Usually I use sketching as a way to help a somewhat hazy idea culminate into a strong concept. The spread below served as a venue for exploring a variety of hand-lettering I was thinking of using on a piece of print material (specifically a self-promotional postcard about Seattle.) I also ended up ruminating on ideas of type while drawing random little characters, like these little girls in retro play dresses.
Somehow an image of the back of my cat, Galaxy, showed up in the mix.
Exploring a concept
One week, I had two projects running at the same time, one was for designing a logo for a local tattoo shop and the other was a series of editorial illustrations for an article for Racked. I began working on sketching out some logo ideas, and then I took a break, and made another cup of coffee. I came back and was still feeling stumped, so I began sketching out roughs for the illustration work. Switching gears for a bit was a great way to really refresh my mind before diving back into the logo work. In creative work, sometimes breaks and working on other things for awhile can lead to an “aha” moment when things really click, and inspiration juices flow forth!

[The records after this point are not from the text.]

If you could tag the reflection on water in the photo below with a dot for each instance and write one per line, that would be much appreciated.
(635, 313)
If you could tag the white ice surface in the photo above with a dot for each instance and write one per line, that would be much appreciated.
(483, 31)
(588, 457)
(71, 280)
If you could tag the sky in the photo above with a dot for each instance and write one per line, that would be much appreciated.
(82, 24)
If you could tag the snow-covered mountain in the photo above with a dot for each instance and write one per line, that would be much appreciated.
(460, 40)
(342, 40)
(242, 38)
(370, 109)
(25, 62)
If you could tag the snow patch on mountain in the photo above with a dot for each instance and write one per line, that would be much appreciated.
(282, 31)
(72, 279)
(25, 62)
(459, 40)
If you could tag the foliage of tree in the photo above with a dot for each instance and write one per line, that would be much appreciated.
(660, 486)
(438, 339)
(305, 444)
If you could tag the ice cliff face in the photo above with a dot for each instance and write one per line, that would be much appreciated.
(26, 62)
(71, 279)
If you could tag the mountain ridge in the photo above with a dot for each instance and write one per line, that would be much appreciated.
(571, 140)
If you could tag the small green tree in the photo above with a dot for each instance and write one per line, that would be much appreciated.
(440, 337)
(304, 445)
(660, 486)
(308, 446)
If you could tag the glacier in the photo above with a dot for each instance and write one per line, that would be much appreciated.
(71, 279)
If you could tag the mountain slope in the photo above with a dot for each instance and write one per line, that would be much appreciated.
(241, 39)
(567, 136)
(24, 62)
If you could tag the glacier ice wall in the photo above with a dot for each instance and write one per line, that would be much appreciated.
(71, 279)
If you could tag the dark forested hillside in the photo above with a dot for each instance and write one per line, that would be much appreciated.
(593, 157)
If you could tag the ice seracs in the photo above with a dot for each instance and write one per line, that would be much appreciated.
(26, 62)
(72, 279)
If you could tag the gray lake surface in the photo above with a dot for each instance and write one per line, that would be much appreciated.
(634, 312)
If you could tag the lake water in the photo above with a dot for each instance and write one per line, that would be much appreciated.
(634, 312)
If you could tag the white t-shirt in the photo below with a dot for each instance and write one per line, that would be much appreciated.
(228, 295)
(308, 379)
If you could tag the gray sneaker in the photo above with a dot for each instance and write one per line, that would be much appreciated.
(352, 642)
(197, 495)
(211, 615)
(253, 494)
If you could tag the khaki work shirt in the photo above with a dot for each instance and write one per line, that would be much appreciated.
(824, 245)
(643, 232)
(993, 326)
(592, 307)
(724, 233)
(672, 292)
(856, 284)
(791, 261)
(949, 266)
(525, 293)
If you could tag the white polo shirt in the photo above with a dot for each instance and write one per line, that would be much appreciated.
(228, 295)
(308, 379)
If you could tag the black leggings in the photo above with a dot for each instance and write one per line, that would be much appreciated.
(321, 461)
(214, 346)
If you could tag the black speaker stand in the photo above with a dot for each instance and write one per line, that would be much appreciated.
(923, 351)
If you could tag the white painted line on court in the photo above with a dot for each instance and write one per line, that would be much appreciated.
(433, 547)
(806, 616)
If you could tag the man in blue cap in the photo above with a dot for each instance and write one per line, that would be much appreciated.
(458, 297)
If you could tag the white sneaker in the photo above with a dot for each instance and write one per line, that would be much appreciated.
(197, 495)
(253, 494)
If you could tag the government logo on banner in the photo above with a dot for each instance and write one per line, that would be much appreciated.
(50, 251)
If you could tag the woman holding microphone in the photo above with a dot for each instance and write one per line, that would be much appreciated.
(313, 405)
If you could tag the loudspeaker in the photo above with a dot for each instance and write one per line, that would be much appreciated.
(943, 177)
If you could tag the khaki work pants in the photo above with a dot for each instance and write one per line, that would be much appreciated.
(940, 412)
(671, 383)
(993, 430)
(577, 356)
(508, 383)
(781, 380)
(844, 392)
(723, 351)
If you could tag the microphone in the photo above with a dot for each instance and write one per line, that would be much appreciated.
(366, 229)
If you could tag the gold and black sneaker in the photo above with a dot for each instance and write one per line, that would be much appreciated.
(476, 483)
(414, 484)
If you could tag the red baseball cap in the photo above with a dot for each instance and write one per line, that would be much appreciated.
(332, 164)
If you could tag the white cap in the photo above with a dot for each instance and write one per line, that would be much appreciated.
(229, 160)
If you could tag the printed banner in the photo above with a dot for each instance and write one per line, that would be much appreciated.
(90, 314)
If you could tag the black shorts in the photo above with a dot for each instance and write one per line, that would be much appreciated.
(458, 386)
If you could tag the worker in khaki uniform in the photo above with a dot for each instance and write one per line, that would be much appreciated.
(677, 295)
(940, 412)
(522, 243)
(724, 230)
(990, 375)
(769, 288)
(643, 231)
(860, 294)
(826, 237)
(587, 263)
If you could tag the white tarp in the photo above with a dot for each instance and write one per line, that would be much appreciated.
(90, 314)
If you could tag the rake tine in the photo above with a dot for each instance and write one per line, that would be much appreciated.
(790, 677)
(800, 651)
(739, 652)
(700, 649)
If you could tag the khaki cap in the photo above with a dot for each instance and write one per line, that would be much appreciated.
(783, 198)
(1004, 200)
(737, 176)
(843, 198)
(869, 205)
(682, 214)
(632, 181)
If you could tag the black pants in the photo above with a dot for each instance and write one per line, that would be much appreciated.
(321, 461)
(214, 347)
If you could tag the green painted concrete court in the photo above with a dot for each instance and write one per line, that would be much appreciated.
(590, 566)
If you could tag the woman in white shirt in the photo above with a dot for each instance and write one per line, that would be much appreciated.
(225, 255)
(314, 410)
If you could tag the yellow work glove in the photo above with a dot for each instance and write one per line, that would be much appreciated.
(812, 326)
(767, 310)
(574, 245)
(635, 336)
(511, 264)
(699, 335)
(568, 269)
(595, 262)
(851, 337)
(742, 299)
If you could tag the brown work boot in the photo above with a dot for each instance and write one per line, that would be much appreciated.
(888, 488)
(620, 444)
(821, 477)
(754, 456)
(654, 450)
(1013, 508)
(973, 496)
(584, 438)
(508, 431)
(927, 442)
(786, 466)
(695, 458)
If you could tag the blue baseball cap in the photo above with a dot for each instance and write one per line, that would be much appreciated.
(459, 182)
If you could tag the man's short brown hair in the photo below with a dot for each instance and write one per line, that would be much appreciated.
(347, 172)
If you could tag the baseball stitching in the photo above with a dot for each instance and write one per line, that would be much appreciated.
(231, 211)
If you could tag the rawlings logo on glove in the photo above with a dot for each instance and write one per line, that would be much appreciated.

Observing people and places
In a super-technological world, it’s easy to get wrapped up in cell phone staring or unintentionally gluing your eyes to a laptop screen. But the beauty of drawing in public, from observation (or of course going on an awesome photo romp!) is really becoming part of what’s around and noticing the charm in the details. It’s really important for me to set aside time to free sketch; totally without purpose and focusing on whatever’s in front of me. I like to go to coffee shops and sketch what I’m drinking, and I’ve probably drawn my shoe-clad feet a hundred times.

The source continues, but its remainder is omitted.